Véhicules électriques : l'Estrie dans le peloton de tête

L’Estrie continue à se maintenir dans les premières régions québécoises pour ce qui est de l’électrification des véhicules. Le nombre de voitures électriques (VÉ) demeure toutefois très bas par rapport aux véhicules à essence.

La région de Lanaudière demeure la championne incontestée des voitures électriques, une tendance qui continue à s’accélérer, constate l’Association des véhicules électriques du Québec (AVEQ) dans son bilan tiré des chiffres de la SAAQ en date du 30 septembre 2018. On estime que 0,87 pour cent des autos sont mues par l’électricité.

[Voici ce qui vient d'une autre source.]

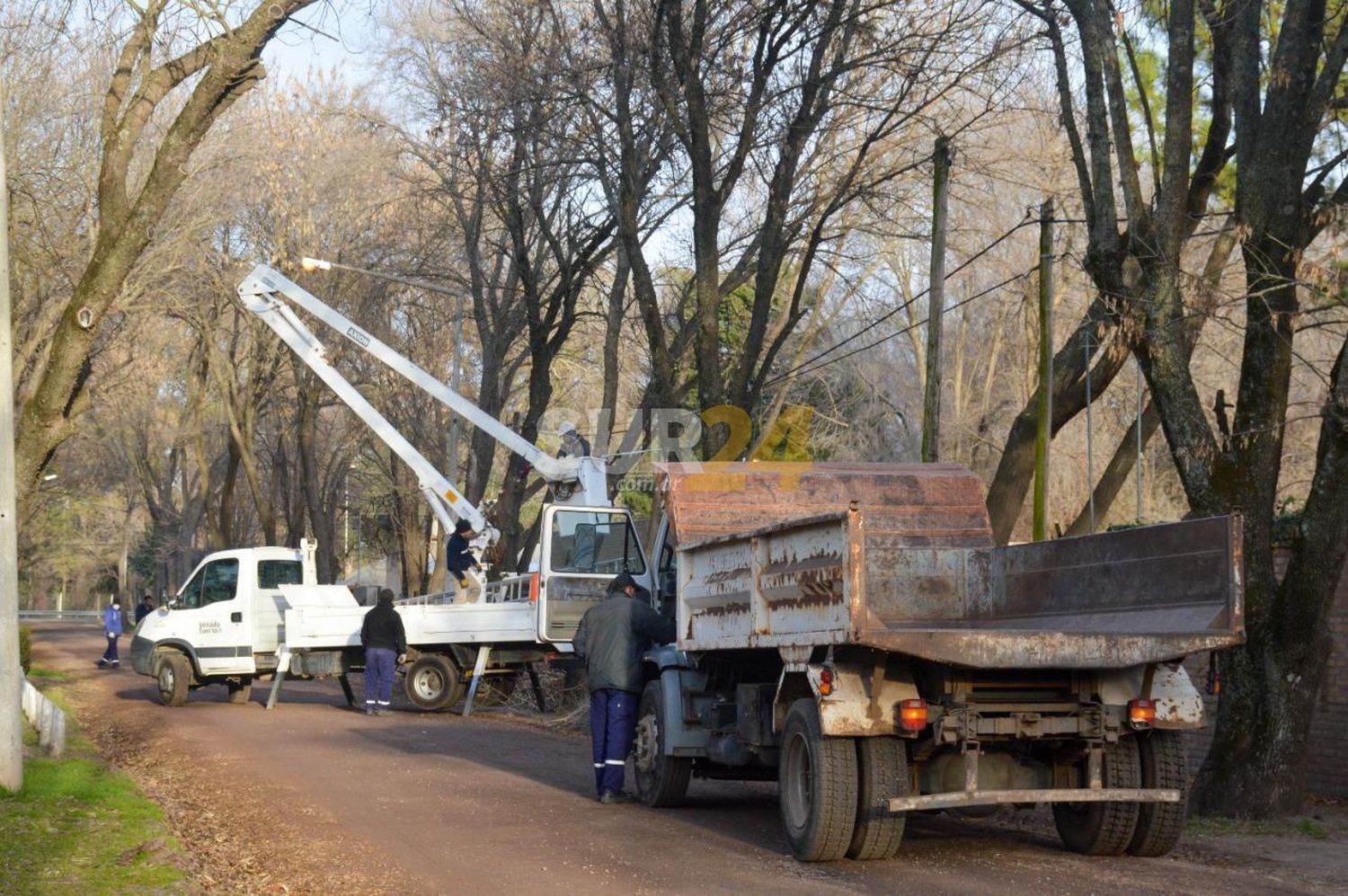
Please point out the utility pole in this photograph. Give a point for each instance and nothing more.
(1137, 465)
(1043, 431)
(936, 296)
(1089, 352)
(453, 383)
(11, 677)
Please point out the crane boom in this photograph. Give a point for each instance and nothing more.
(259, 297)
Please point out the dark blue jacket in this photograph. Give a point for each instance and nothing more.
(458, 556)
(112, 620)
(612, 636)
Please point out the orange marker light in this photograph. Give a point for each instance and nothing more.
(1142, 713)
(913, 715)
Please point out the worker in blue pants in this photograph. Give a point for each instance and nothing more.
(612, 721)
(611, 639)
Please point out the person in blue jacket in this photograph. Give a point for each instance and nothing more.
(112, 628)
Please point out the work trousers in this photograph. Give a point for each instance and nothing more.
(612, 725)
(379, 675)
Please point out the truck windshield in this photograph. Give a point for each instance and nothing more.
(277, 572)
(595, 542)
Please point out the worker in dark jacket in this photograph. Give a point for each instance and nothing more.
(145, 608)
(611, 639)
(385, 640)
(458, 559)
(573, 444)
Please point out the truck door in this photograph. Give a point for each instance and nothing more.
(582, 548)
(217, 629)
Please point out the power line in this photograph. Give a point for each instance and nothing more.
(881, 320)
(803, 368)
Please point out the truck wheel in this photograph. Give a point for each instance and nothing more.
(495, 690)
(433, 683)
(239, 690)
(1103, 829)
(817, 787)
(1164, 764)
(661, 780)
(174, 678)
(882, 774)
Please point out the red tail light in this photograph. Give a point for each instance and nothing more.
(1142, 713)
(913, 715)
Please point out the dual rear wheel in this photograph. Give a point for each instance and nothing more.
(835, 791)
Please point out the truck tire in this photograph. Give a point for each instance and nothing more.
(1103, 829)
(433, 683)
(817, 787)
(882, 774)
(661, 780)
(1165, 766)
(174, 678)
(239, 690)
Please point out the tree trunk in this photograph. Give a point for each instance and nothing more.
(306, 439)
(1015, 470)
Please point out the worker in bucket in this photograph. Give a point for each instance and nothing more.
(112, 629)
(458, 559)
(611, 639)
(385, 640)
(573, 444)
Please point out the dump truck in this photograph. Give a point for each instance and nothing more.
(854, 632)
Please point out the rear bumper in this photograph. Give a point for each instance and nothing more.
(143, 655)
(954, 799)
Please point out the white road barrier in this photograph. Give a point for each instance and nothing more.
(46, 717)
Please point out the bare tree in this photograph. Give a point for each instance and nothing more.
(1289, 183)
(134, 191)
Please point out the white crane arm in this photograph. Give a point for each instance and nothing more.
(264, 279)
(258, 293)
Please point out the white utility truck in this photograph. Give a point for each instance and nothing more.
(253, 612)
(305, 629)
(852, 631)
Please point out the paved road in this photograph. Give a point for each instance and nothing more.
(501, 806)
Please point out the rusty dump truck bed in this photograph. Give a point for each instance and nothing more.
(900, 558)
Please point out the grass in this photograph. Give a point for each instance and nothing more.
(1290, 826)
(80, 826)
(48, 674)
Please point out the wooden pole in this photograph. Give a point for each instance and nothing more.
(1043, 431)
(11, 677)
(936, 306)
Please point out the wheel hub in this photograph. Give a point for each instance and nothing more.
(646, 745)
(428, 683)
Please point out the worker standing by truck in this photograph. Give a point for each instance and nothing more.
(611, 639)
(458, 559)
(385, 640)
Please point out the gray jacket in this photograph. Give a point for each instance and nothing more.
(612, 637)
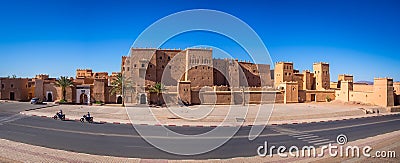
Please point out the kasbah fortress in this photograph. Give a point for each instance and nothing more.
(192, 76)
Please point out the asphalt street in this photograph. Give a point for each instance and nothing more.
(123, 140)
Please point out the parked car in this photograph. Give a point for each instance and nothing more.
(36, 101)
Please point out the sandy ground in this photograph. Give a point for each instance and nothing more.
(212, 115)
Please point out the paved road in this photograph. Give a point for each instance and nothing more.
(124, 141)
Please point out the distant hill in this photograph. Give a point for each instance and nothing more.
(368, 82)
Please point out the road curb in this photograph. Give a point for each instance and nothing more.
(214, 126)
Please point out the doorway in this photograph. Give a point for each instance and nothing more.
(83, 98)
(49, 97)
(12, 96)
(119, 100)
(313, 97)
(142, 99)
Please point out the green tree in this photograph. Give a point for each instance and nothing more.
(158, 88)
(64, 82)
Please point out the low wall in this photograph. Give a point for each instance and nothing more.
(319, 96)
(236, 97)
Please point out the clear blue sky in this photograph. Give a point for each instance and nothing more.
(359, 37)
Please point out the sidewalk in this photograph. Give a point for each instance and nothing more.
(219, 116)
(19, 152)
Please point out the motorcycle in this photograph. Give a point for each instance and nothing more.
(59, 116)
(86, 118)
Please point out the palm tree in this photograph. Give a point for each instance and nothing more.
(159, 89)
(64, 82)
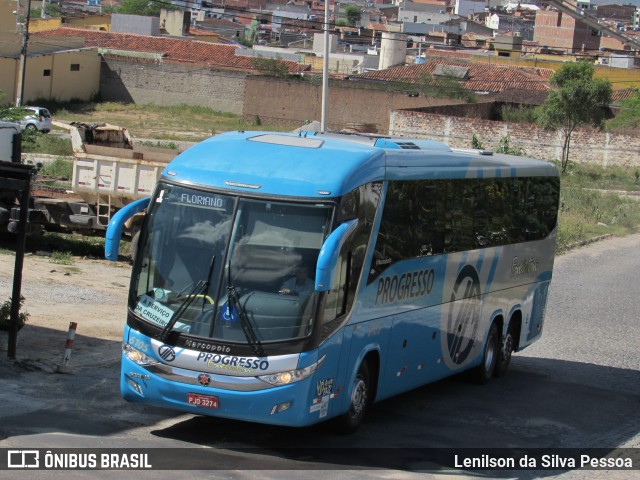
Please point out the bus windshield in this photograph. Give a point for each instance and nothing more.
(228, 268)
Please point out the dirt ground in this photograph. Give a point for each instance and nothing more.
(90, 292)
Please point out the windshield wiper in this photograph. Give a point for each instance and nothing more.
(199, 287)
(245, 322)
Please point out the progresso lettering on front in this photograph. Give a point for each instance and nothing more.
(392, 288)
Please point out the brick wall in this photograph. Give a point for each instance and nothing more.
(292, 102)
(587, 145)
(126, 80)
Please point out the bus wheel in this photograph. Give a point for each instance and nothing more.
(484, 371)
(506, 349)
(358, 403)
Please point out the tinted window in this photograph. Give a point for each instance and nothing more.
(433, 217)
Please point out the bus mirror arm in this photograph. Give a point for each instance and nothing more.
(114, 229)
(329, 253)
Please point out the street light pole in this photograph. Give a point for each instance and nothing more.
(23, 57)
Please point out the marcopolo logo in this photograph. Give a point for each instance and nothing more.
(464, 312)
(167, 353)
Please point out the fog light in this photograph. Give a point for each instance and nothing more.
(280, 407)
(135, 385)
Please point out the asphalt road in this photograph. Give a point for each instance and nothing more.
(578, 387)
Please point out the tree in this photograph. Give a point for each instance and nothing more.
(629, 114)
(576, 101)
(353, 13)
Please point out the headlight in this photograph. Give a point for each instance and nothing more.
(292, 376)
(137, 356)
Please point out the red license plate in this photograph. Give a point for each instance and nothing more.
(204, 401)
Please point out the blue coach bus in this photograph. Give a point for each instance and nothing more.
(293, 278)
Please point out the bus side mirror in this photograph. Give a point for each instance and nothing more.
(114, 229)
(329, 253)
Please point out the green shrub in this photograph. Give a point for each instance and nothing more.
(5, 315)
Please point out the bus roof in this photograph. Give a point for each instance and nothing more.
(311, 164)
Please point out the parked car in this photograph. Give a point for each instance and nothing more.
(36, 118)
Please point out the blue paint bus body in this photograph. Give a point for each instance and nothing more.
(425, 262)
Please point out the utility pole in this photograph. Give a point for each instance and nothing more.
(325, 70)
(23, 56)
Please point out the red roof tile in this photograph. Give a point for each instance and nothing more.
(174, 49)
(480, 77)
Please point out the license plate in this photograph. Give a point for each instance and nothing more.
(204, 401)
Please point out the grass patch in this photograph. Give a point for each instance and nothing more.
(610, 178)
(61, 258)
(176, 122)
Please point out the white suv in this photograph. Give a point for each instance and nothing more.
(36, 118)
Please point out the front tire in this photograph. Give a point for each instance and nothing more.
(490, 355)
(359, 401)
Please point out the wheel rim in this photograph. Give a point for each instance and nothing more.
(358, 397)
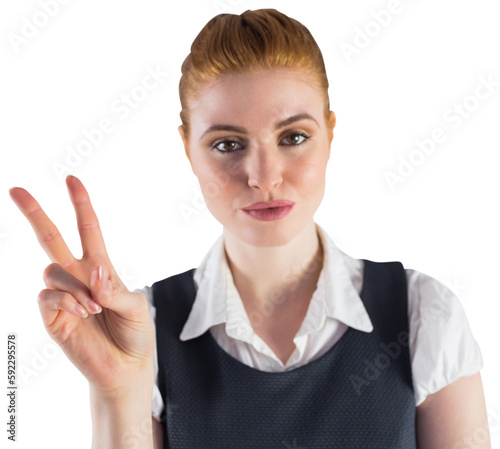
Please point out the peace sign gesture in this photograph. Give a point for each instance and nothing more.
(103, 328)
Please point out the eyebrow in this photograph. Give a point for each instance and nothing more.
(238, 129)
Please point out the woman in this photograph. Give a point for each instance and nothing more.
(277, 339)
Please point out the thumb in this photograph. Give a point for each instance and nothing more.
(114, 295)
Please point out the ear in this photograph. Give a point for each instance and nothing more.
(184, 141)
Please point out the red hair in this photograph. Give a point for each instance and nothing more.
(263, 38)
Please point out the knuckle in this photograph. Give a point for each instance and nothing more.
(43, 296)
(50, 270)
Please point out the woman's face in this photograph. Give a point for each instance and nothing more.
(260, 137)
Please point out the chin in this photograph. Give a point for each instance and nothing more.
(266, 234)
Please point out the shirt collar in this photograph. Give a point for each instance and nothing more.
(217, 300)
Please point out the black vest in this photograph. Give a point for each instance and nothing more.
(357, 395)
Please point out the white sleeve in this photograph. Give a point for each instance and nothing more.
(158, 405)
(442, 347)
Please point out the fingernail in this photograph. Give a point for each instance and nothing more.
(94, 306)
(81, 311)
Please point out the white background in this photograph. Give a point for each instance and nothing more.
(442, 219)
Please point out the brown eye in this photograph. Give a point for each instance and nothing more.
(226, 146)
(295, 139)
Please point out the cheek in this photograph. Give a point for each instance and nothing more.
(309, 173)
(217, 185)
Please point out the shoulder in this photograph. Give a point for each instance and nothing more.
(442, 345)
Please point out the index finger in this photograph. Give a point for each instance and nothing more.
(46, 232)
(88, 225)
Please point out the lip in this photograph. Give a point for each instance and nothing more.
(264, 212)
(268, 205)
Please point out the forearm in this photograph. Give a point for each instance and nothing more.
(123, 421)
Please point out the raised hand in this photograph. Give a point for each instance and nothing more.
(102, 327)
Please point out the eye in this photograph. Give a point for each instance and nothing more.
(295, 139)
(226, 146)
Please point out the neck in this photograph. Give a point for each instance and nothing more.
(275, 273)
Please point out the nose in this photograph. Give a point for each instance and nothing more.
(264, 167)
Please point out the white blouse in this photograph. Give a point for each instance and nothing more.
(442, 347)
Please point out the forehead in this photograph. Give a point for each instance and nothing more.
(255, 99)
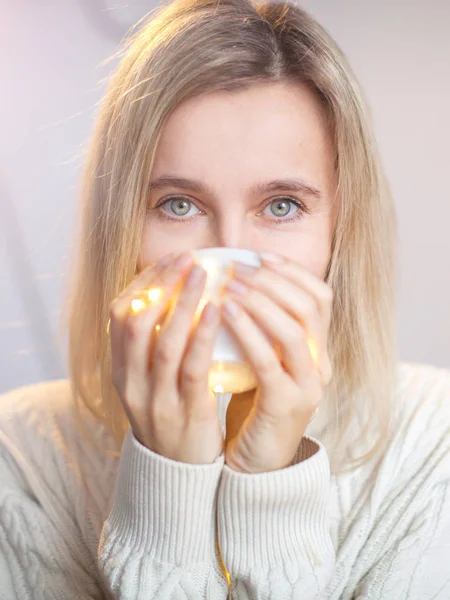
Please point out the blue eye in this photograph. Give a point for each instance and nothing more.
(181, 203)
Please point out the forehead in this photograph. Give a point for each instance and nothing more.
(272, 129)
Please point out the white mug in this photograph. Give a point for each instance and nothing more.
(230, 370)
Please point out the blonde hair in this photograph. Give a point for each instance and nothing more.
(192, 47)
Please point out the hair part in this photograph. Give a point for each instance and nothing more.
(188, 48)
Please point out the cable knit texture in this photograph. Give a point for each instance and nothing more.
(79, 524)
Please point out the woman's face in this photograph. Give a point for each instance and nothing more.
(229, 143)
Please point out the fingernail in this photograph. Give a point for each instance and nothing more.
(166, 260)
(196, 275)
(243, 269)
(183, 261)
(230, 308)
(271, 258)
(237, 287)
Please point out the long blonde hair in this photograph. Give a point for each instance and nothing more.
(192, 47)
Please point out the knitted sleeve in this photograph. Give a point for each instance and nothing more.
(273, 529)
(159, 540)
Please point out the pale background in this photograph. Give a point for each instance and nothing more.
(51, 78)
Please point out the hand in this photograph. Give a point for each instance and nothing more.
(163, 383)
(293, 308)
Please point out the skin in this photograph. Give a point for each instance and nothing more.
(230, 141)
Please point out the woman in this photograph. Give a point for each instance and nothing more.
(118, 482)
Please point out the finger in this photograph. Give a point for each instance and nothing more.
(174, 334)
(139, 326)
(301, 276)
(294, 300)
(255, 344)
(290, 335)
(120, 307)
(196, 365)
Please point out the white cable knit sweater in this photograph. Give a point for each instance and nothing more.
(77, 524)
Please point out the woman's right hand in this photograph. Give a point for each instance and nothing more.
(162, 380)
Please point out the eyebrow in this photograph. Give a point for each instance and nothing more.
(293, 184)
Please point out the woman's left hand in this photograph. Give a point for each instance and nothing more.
(293, 307)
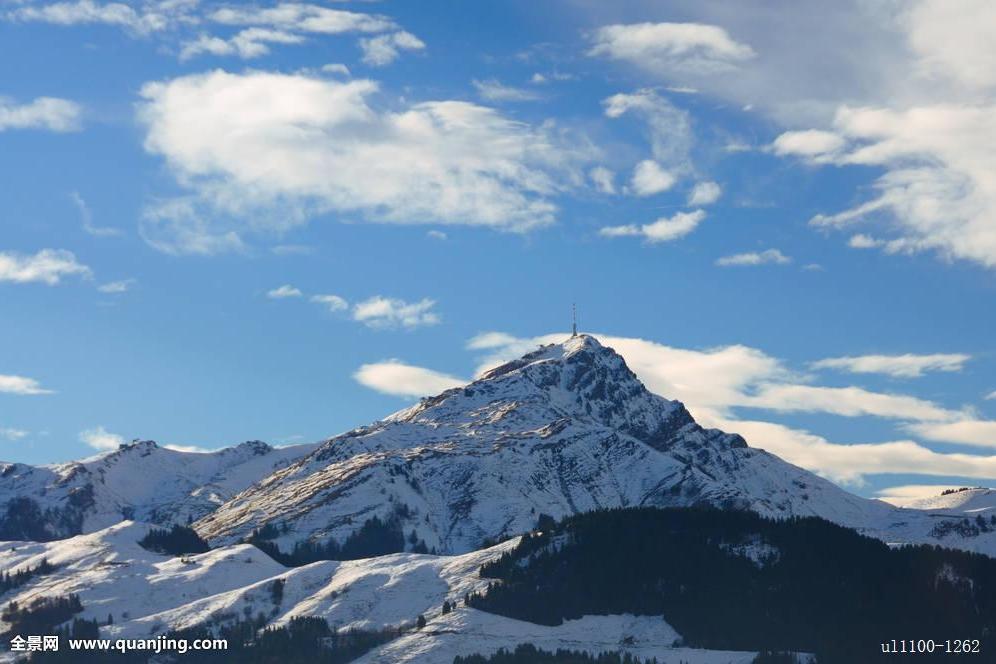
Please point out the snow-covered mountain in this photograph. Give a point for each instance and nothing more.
(137, 481)
(565, 429)
(148, 594)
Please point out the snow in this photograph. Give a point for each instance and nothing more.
(148, 594)
(467, 631)
(565, 429)
(970, 501)
(142, 481)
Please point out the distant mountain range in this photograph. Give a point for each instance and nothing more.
(565, 430)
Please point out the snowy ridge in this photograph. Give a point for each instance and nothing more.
(137, 481)
(148, 594)
(565, 429)
(967, 501)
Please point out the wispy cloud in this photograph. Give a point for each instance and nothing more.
(399, 379)
(671, 47)
(603, 179)
(48, 266)
(384, 312)
(331, 302)
(331, 142)
(715, 383)
(384, 49)
(149, 17)
(493, 90)
(117, 287)
(966, 432)
(664, 229)
(283, 292)
(766, 257)
(48, 113)
(650, 179)
(87, 218)
(704, 193)
(100, 438)
(899, 366)
(8, 433)
(21, 385)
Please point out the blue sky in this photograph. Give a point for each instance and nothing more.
(796, 239)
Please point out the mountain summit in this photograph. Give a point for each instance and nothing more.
(565, 429)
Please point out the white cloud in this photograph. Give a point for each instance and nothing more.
(811, 143)
(101, 439)
(264, 152)
(713, 383)
(845, 401)
(766, 257)
(21, 385)
(862, 241)
(385, 49)
(966, 432)
(302, 17)
(899, 366)
(939, 187)
(283, 292)
(907, 495)
(649, 179)
(336, 68)
(493, 90)
(603, 179)
(664, 229)
(953, 40)
(149, 17)
(116, 287)
(7, 433)
(48, 266)
(49, 113)
(331, 302)
(184, 226)
(87, 217)
(849, 463)
(669, 129)
(384, 312)
(540, 78)
(704, 193)
(671, 47)
(400, 379)
(292, 250)
(247, 44)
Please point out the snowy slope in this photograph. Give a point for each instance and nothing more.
(565, 429)
(968, 501)
(141, 481)
(148, 594)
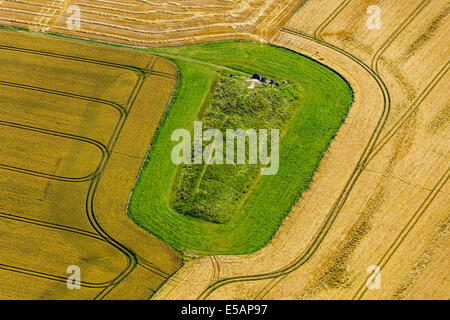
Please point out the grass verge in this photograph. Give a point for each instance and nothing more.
(325, 99)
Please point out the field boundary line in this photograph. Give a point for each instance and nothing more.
(323, 230)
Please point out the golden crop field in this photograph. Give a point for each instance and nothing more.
(75, 127)
(378, 199)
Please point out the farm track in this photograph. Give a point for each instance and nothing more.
(376, 144)
(132, 259)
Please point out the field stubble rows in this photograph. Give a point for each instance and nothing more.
(371, 206)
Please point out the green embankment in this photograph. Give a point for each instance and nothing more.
(214, 192)
(324, 100)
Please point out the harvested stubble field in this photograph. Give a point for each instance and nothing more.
(381, 193)
(75, 128)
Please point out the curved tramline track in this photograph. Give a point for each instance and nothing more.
(407, 229)
(379, 138)
(373, 147)
(94, 178)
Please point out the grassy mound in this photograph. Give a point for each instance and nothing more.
(324, 99)
(213, 192)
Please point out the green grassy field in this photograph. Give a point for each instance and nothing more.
(324, 100)
(215, 192)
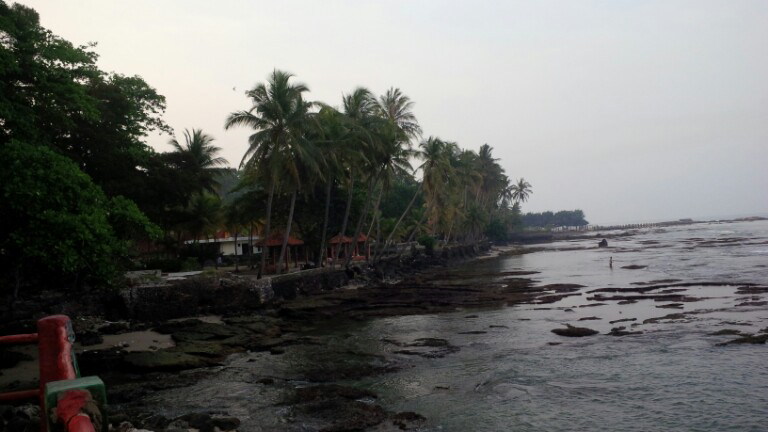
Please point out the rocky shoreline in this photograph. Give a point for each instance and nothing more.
(187, 346)
(255, 317)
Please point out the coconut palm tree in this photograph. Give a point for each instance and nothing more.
(198, 156)
(397, 108)
(521, 191)
(278, 116)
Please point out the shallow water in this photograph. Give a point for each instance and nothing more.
(512, 373)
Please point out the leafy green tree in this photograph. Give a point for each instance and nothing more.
(521, 190)
(279, 118)
(199, 158)
(56, 220)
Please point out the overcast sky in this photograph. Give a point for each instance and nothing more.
(630, 110)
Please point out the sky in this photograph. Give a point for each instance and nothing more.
(630, 110)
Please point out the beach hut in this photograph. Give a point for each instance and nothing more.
(348, 246)
(273, 244)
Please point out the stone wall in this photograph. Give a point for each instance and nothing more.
(214, 295)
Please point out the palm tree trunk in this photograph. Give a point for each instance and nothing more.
(237, 268)
(264, 248)
(402, 216)
(343, 231)
(287, 233)
(413, 233)
(321, 255)
(373, 220)
(360, 219)
(250, 246)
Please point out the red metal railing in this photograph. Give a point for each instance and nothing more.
(54, 340)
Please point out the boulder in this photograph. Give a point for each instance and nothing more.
(162, 361)
(571, 331)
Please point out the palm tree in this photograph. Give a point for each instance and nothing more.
(330, 135)
(364, 124)
(397, 108)
(521, 190)
(279, 117)
(436, 171)
(204, 211)
(198, 156)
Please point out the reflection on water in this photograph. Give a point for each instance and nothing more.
(512, 373)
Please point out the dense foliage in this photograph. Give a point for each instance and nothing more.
(82, 188)
(56, 221)
(563, 218)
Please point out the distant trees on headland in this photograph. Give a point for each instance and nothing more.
(548, 219)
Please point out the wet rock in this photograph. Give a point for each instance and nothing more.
(435, 348)
(621, 331)
(671, 306)
(749, 339)
(201, 421)
(155, 422)
(88, 338)
(118, 327)
(208, 349)
(670, 317)
(225, 423)
(753, 303)
(571, 331)
(553, 298)
(176, 326)
(408, 420)
(622, 320)
(723, 332)
(162, 361)
(562, 288)
(752, 290)
(313, 393)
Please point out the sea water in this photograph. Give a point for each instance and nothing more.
(511, 373)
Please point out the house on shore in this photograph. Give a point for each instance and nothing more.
(228, 245)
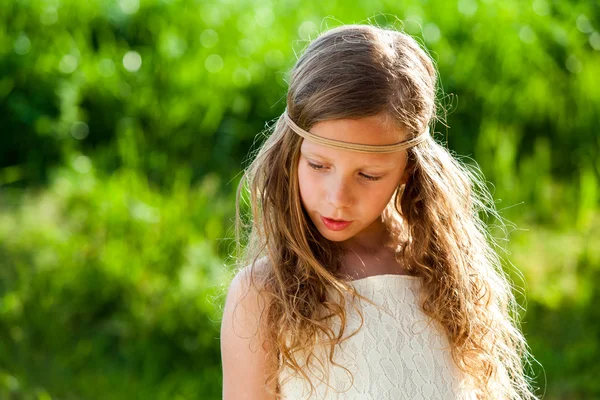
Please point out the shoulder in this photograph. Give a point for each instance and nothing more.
(245, 302)
(244, 352)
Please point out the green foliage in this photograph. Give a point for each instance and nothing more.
(126, 123)
(111, 287)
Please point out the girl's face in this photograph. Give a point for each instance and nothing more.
(337, 184)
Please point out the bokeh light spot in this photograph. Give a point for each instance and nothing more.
(22, 45)
(49, 16)
(132, 61)
(527, 35)
(213, 63)
(595, 40)
(540, 7)
(68, 64)
(264, 17)
(241, 77)
(573, 64)
(209, 38)
(82, 164)
(274, 58)
(306, 29)
(129, 6)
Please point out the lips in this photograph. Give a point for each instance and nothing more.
(335, 225)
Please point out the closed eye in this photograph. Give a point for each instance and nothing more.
(320, 167)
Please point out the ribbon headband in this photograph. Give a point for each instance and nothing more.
(363, 148)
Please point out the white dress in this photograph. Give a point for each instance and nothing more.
(395, 355)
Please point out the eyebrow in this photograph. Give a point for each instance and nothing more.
(315, 154)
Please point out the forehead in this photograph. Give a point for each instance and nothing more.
(373, 130)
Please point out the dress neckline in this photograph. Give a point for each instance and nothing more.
(384, 277)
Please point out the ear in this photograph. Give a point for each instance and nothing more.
(405, 175)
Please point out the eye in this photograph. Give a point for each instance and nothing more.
(314, 166)
(371, 178)
(320, 167)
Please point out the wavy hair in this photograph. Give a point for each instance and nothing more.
(356, 71)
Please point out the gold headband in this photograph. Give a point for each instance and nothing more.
(363, 148)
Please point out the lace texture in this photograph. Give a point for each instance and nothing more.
(395, 355)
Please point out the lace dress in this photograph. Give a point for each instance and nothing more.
(395, 355)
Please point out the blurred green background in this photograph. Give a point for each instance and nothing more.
(124, 128)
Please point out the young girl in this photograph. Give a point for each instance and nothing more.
(367, 273)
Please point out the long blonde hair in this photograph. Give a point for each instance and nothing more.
(356, 71)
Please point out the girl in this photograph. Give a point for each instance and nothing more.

La Montérégie est toujours largement championne dans l’absolu avec maintenant 9039 véhicules branchés, plus du quart des VÉ du Québec. Pour le rapport véhicules électriques pour 10 000 habitants, le taux est de 0,73 pour cent du parc électrifié. En Estrie, pas loin derrière en troisième position, environ 0,70 pour cent de la flotte fait le plein d’Hydro-Québec.

Même si la région la plus avancée à ce chapitre n’a pas encore atteint un pour cent du parc total des véhicules, pour Martin Archambault, porte-parole de l’AVEQ, ces chiffres sont encourageants.   

« Seulement 0,70 pour cent des véhicules qui sont électriques en Estrie, ce n’est pas beaucoup, reconnait-il. Mais ça double chaque année. Il y a sept ans, il n’y en avait pas. C’est le segment des véhicules qui progresse le plus vite. Ça s’en vient! »

« D’avril à septembre, 50 pour cent des véhicules vendus par un concessionnaire de Saint-Hyacinthe étaient électriques. Pour commander, il faut se prendre des mois à l’avance. C’est tout un changement pour l’industrie. »

On approche les 2000 (1959 sur 326 000) véhicules électriques en Estrie, peut-on tirer des chiffres de l’AVEC. En 2016, on calculait qu’il y en avait 572 dans la région, contre 266 l’année précédente.

C’est dans les rues de Sherbrooke où roulent le plus de ces autos sans essence. Viennent ensuite Magog et Windsor dans le palmarès des villes estriennes recensées par l’AVEQ.

Plusieurs facteurs peuvent influencer les Estriens à se tourner vers l’énergie propre pour leurs déplacements, affirme M. Archambault. « Il y a le fait que Sherbrooke est une ville universitaire », analyse-t-il.

« C’est une région qui a accès à l’information sur les véhicules électriques. Il y a également la disponibilité des voitures chez les concessionnaires. Les gens ont aussi pu assister à des événements de sensibilisation des déplacements en véhicules électriques. Il y a aussi l’accès aux bornes de recharge rapide qui compte. »

La fin de l’aide financière à l’achat des autos électriques en Ontario sourit aux acheteurs québécois, car la disponibilité des véhicules augmente dans la province, selon Martin Archambault.

« On commence à sentir l’effet au Québec », dit-il.

« On attend aussi l’application de la loi québécoise qui oblige les concessionnaires à offrir de la disponibilité à la clientèle. » 

On a appris au cours des derniers jours qu’au rythme auquel le nombre de véhicules électriques au Québec augmente, on pourrait atteindre l’objectif de 100 000 unités en 2020. Selon les données compilées par l’AVEQ, il y avait 35 170 véhicules électriques immatriculés auprès de la Société de l’assurance automobile du Québec (SAAQ), en date du 30 septembre dernier.